When I thought about this question myself, I initially discarded these types of examples. I would not expect this morphism to be flat, because the sizes of the pre-images of this covering can 'jump' between 1 and 2, which contradicts the intuition that flat morphisms should have continuously varying fibres.
To clarify where this intuition goes wrong, let me simply remark that an open immersion is flat. Here, too, there is a 'jump' in the size of the fibres, but this 'jump' occurs, for the lack of better terms, on the boundary of an open set. And indeed a similar thing happens in the case of the aforementioned covering, as one can regard the images of $\operatorname{Spec} k[x]$ and of $\operatorname{Spec} k[y]$ as being 'open' in $\mathbb{P}^1$.
An additional layer of confusion for me was that the covering of $\mathbb{P}^1$ seemed, to me, to be a finite morphism, but I was aware of the theorem saying that a scheme admitting a finite surjection from an affine scheme, is in fact affine (see Stacks Project, Tag 01ZT, or the exercise in Hartshorne's book as mentioned by Alex Youcis). My reasoning was that finite morphisms roughly correspond to having finite fibres, and this is clearly the case for our covering.
The intuition is flawed because, as Ariyan mentions, a morphism is finite if and only if it is quasi-finite (meaning of finite type and having finite fibres) and proper. It is the properness that fails for our covering.
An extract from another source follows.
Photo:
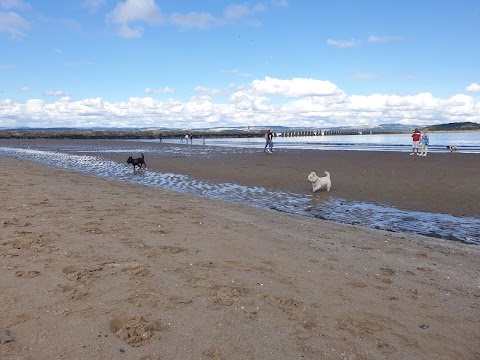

Using the intuition that proper schemes should be a 'compactness' criterion, one can predict why this indeed fails: viewing $\operatorname{Spec} k[x]$ and $\operatorname{Spec} k[y]$ as infinite lines, they clearly aren't compact, yet we're trying to map them onto a proper (compact) space $\mathbb{P}^1$. To be more mathematically precise, the morphism $\operatorname{Spec} k[x] \sqcup \operatorname{Spec} k[y] \to \mathbb{P}^1$ fails to be universally closed, as can be seen by taking the fibre product along the inclusion $D(x) \to \mathbb{P}^1$.